The priest spoke, his voice quiet but strong.

“Simmon of Atreus, first son of Donnan, on this day, the eighth of Tarasakh, following the untimely yet heroic death of your father as he battled a dragon, you are to inherit the title Cathatch.”

The priest’s voice grew louder until, booming with power, it filled the cathedral.

“Since before words first found paper, the Cathatch have been the King’s warriors. Theirs is a solitary life, imprisoned by the responsibility inherent in great power.”

The priest paused, then glanced at the boy.

“Do you accept your charge?”

Terror seized the boy’s heart. He grabbed ahold of the fear, embraced it, put it back in its place.

“I accept.”

The boy focused his gaze on the sigil stamped into his father’s sword.

The priest started to chant. Words from before time, in a tongue understood by few.

The sigil glowed blue.

First was the steel. Cold as a winter storm, it bled from the blade. Ice gripped his bones, traveled from hands to trunk to legs. From the bones it spread to the muscle. As it reached the last of him the steel hardened.

The steward stepped forward, longsword in hand. He struck down against the boy’s shoulder. The clang of steel on steel echoed across the room as the blade bounced away.

The sigil glowed red.

Next was the flame. Hot as the mill’s furnace, it bled from the blade. It crawled across his skin, covering him from head to toe. When it covered the last of him it melted inward. Every fiber of his being glowed with power.

The steward stepped forward, holding a thick candle before him. The boy stretched out his hand.
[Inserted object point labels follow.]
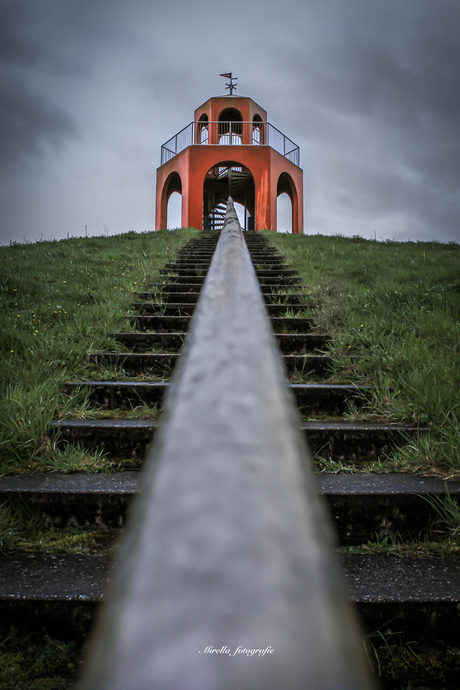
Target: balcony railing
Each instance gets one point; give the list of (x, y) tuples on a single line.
[(230, 134)]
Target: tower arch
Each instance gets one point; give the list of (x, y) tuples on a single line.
[(173, 183), (286, 185), (237, 137), (227, 178)]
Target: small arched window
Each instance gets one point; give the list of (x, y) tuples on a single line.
[(203, 130)]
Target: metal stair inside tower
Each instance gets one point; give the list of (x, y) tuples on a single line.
[(222, 182)]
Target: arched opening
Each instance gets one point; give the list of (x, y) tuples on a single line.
[(203, 130), (283, 213), (257, 130), (228, 178), (174, 211), (286, 198), (241, 213), (230, 127), (173, 201)]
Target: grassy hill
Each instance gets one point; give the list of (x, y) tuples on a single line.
[(397, 305), (58, 302), (394, 305)]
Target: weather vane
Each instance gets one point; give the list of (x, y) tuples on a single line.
[(231, 86)]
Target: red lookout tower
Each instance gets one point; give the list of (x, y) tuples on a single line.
[(230, 150)]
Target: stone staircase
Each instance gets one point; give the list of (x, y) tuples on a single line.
[(419, 597)]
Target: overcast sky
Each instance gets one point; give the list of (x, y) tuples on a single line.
[(369, 89)]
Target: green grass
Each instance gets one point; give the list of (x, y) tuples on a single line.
[(397, 305), (59, 301)]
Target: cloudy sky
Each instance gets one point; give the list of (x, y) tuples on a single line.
[(369, 89)]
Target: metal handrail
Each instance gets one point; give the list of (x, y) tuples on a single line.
[(230, 133), (227, 578)]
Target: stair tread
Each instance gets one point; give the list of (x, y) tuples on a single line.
[(85, 577), (127, 483)]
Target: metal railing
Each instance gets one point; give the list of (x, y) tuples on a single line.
[(227, 578), (230, 134)]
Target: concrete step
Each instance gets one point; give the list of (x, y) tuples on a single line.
[(176, 324), (187, 308), (141, 342), (362, 506), (128, 439), (289, 343), (127, 395), (158, 363), (84, 577), (176, 295)]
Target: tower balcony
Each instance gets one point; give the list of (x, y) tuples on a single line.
[(230, 133)]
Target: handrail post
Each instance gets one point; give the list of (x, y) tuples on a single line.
[(227, 578)]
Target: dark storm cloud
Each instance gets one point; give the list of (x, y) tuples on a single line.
[(27, 119), (27, 122), (368, 89), (381, 105)]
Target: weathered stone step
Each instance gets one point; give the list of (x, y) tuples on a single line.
[(190, 264), (136, 342), (200, 272), (176, 324), (176, 295), (125, 395), (128, 439), (154, 363), (302, 343), (361, 505), (84, 577), (272, 280), (187, 308), (289, 343)]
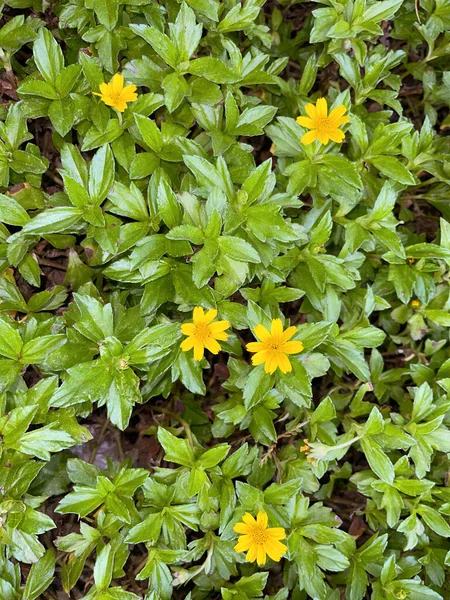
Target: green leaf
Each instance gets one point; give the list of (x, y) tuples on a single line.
[(176, 450), (213, 70), (379, 462), (48, 56), (11, 342), (256, 387), (392, 168), (40, 576)]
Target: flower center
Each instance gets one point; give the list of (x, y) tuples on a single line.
[(259, 535), (275, 344), (202, 331), (322, 123)]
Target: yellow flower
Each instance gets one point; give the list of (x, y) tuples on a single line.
[(258, 539), (324, 126), (115, 95), (274, 347), (202, 333)]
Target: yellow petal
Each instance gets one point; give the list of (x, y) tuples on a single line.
[(341, 121), (219, 326), (199, 350), (129, 90), (271, 363), (306, 122), (198, 314), (108, 101), (187, 344), (276, 327), (256, 346), (188, 328), (260, 555), (244, 543), (288, 333), (210, 315), (276, 533), (220, 335), (120, 105), (260, 357), (212, 345), (249, 519), (309, 137), (336, 135), (262, 519), (104, 89), (284, 363), (251, 554), (117, 83), (337, 112), (323, 137), (311, 111), (261, 333), (321, 108), (293, 347), (275, 550)]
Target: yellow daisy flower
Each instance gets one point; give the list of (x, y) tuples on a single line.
[(324, 126), (258, 540), (202, 333), (274, 347), (115, 94)]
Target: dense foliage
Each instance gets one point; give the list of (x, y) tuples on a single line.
[(125, 463)]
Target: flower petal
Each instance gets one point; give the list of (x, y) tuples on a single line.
[(187, 344), (120, 105), (341, 121), (198, 314), (321, 108), (262, 519), (249, 519), (244, 543), (210, 315), (220, 335), (276, 327), (199, 350), (105, 89), (309, 137), (188, 328), (284, 363), (256, 346), (288, 333), (323, 137), (117, 83), (260, 357), (271, 363), (275, 550), (336, 135), (306, 122), (310, 110), (251, 554), (337, 112), (293, 347), (277, 533), (212, 345), (219, 326), (260, 555), (261, 333)]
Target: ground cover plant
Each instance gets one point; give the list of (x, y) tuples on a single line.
[(224, 300)]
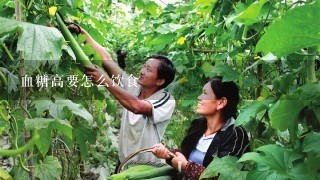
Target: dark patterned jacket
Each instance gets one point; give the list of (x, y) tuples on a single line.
[(229, 140)]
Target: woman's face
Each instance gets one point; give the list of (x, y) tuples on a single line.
[(207, 101)]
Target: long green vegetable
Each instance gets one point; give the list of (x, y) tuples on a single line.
[(23, 149), (80, 55), (152, 173), (3, 79)]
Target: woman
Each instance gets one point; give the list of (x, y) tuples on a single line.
[(213, 134)]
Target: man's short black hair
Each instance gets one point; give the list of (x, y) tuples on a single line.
[(165, 70)]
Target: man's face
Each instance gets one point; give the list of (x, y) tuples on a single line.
[(149, 73)]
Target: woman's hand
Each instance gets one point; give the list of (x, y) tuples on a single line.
[(180, 158), (160, 151)]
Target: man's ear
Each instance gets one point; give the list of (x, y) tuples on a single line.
[(160, 82), (222, 103)]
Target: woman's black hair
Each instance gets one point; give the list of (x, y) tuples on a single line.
[(230, 91)]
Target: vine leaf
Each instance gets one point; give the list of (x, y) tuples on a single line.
[(50, 168), (226, 71), (275, 162), (311, 143), (286, 36), (83, 135), (56, 109), (45, 127), (247, 113), (40, 44), (13, 80), (4, 175), (226, 167), (168, 28), (250, 15)]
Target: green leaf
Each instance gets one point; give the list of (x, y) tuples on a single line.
[(19, 173), (44, 143), (311, 143), (152, 8), (83, 135), (207, 69), (50, 168), (251, 14), (226, 167), (226, 71), (168, 28), (247, 113), (13, 80), (273, 161), (286, 36), (4, 175), (62, 126), (45, 127), (56, 109), (313, 166), (285, 113), (40, 44), (77, 109), (205, 2)]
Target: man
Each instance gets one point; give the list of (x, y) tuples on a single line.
[(147, 107)]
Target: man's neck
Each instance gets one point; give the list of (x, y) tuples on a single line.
[(147, 92)]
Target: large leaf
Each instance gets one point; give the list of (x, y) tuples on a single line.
[(247, 113), (286, 34), (13, 80), (285, 113), (45, 127), (311, 143), (274, 162), (226, 71), (4, 175), (226, 167), (83, 135), (62, 126), (50, 168), (56, 109), (251, 14), (168, 28), (40, 44)]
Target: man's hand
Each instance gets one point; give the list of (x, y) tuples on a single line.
[(75, 28), (98, 76), (179, 159), (160, 151)]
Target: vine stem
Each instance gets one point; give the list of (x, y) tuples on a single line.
[(7, 51), (309, 64)]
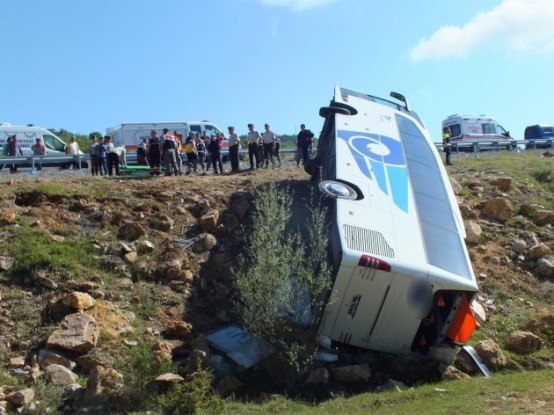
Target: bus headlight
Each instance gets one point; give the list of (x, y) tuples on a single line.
[(337, 190)]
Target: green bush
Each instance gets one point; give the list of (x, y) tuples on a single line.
[(283, 278)]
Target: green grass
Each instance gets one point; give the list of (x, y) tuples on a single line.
[(514, 393)]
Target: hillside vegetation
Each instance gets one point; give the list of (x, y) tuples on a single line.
[(109, 286)]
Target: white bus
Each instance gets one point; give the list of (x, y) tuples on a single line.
[(403, 280)]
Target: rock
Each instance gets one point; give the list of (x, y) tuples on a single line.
[(227, 386), (103, 382), (178, 329), (451, 373), (473, 232), (518, 246), (95, 357), (207, 241), (169, 379), (130, 257), (79, 301), (200, 343), (545, 267), (479, 312), (60, 375), (318, 376), (50, 357), (539, 251), (7, 217), (6, 263), (22, 397), (58, 238), (544, 217), (131, 231), (209, 220), (171, 270), (544, 323), (16, 362), (240, 208), (498, 208), (144, 247), (352, 374), (491, 354), (77, 333), (523, 342), (503, 183)]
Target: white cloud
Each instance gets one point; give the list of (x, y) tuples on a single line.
[(517, 25), (297, 5)]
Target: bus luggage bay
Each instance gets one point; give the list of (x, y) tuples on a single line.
[(403, 279)]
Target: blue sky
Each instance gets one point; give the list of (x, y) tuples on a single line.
[(91, 64)]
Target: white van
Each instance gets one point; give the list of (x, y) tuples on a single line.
[(472, 128), (26, 137), (130, 135), (403, 281)]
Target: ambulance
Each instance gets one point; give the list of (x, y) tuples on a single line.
[(475, 128)]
Flame leapt from his fingertips, stopping inches from the steward’s face, leaving the candle alight.

The priest’s voice boomed again, “Simmon, first son of Donnan, you are a boy no longer.”
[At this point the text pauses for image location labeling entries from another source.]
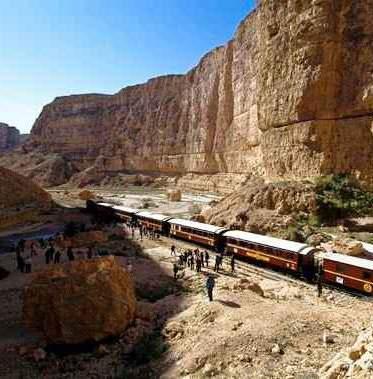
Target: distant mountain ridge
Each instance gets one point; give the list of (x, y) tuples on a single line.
[(289, 97)]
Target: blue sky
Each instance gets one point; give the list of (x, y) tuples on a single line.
[(60, 47)]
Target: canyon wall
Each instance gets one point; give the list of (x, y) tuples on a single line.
[(9, 137), (289, 97)]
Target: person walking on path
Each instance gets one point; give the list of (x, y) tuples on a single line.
[(319, 285), (198, 263), (28, 263), (207, 257), (176, 269), (233, 263), (192, 261), (210, 284), (70, 254)]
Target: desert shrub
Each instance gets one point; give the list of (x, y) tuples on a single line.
[(149, 349), (195, 209), (71, 228), (339, 196)]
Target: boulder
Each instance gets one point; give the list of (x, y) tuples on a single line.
[(85, 239), (174, 195), (79, 302), (345, 246)]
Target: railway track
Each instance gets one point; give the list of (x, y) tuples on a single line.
[(245, 269)]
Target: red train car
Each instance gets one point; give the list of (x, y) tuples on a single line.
[(347, 271), (273, 252), (197, 232), (125, 214), (154, 221)]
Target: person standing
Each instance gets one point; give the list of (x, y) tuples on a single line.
[(176, 269), (207, 257), (319, 284), (47, 256), (70, 254), (216, 268), (192, 261), (28, 263), (57, 257), (210, 284), (198, 263), (233, 263)]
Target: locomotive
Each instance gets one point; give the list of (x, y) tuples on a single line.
[(353, 273)]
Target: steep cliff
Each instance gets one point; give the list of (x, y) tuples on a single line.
[(21, 200), (290, 96), (9, 137)]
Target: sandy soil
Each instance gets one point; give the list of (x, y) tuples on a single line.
[(239, 335)]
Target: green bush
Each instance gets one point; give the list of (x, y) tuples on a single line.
[(339, 196), (149, 349)]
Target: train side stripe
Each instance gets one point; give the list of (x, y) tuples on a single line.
[(348, 277), (192, 234), (261, 254)]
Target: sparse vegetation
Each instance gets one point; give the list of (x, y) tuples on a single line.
[(149, 349), (339, 196)]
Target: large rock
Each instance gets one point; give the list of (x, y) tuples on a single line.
[(174, 195), (80, 302), (21, 200), (289, 97), (345, 246)]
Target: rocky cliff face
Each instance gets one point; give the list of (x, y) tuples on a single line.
[(290, 96), (9, 137), (21, 200)]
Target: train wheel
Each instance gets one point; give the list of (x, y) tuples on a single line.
[(368, 288)]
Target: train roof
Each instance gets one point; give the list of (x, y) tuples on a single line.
[(126, 209), (368, 247), (349, 260), (106, 204), (294, 247), (197, 225), (153, 216)]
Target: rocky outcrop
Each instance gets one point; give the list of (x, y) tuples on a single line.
[(9, 137), (20, 199), (289, 97), (354, 362), (82, 301), (261, 207)]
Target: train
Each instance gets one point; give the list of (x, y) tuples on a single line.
[(299, 259)]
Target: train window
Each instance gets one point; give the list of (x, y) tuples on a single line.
[(339, 267)]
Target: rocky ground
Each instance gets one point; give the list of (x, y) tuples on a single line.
[(287, 332)]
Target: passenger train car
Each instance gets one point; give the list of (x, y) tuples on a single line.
[(203, 234), (297, 258), (154, 221), (125, 214), (348, 271), (274, 252)]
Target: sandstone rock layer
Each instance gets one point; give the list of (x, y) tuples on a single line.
[(290, 96), (20, 199), (80, 302)]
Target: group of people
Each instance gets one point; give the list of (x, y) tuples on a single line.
[(26, 250), (143, 231), (196, 260)]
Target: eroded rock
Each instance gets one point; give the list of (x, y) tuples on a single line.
[(80, 302)]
“Arise anew, with steel in your veins and flame in your heart.”

The man stood. The priest clasped his shoulder.

“Simmon, Cathatch of Atreus. You have a dragon to kill.”

Birthday Cake

Jason was covered in flour. He was not happy about it.

“Why am I doing this again? Come on Jules. You know I can’t bake!”

A young, brunette woman stood on the other side of the counter. Her face, also covered in flour, also sported an ear to ear smile.

“Because it’s my birthday, and I wanted a cake. I can’t very well make my own birthday cake, can I?”

Jason pouted, “But did you have to pick one called the ‘Convoluted Cake’? Not only do I have to bake, which we’ve established I can’t do, but then I have to put together a puzzle with the pieces. Also not a strong point of mine.”

Jules slid the cake into the space between them. “Yeah, well look how great we did.” The cake was impeccably iced and topped with freshly baked macaroons.

Jason smiled, then winked at his wife. “You never stop teaching me new things do you?”

“Not since I taught you to do handstands when we were kids,” she said.

“Not sure how a managed to get a paper cut opening the box though.”

Jules snorted as she laughed. “And on your elbow no less!”

Jason frowned as he looked at the freshly applied band-aid.

“Well, I helped with the cake. Are you still going to make me watch Maury?”

Jules looked at him in mock horror “But I thought listening to hillbillies yell at each other with made up words was your favorite post baking activity!”

“Alas, it is not. But, like you said, it’s your birthday.”

She smiled, then shimmied around the counter, unsuccessfully trying to stifle a giggle. Flour exploded from their clothes as she leapt into his arms. She kissed him, pressing her lips hard against his.

He held her tight, pulled his lips from hersand smiled. “Happy birthday sweetheart. I love you.”

***

Jason slid the viewfinder from his head, returned it to the cradle. His eyes slowly adjusted to the room. Soft, warm lightning blanketed the cubicle. He blinked away tears, took three deep breaths before rising from the chair.

A soft voice called out to him over an unseen speaker, “Please follow the yellow lights in the floor. The exit is just past the first doorway. Thank you for visiting Memory Cache.”

Jason followed the lights. His eyes had adjusted to normal by the time he reached the door. He pushed through the first door, then the second, emerging into daylight. His car was waiting for him. As he slid behind the wheel he turned one last time, looking over the sign above the door.

Memory Cache: Where The Past Lives Forever

“Happy Birthday sweetheart. I sure do miss you. See you next year.”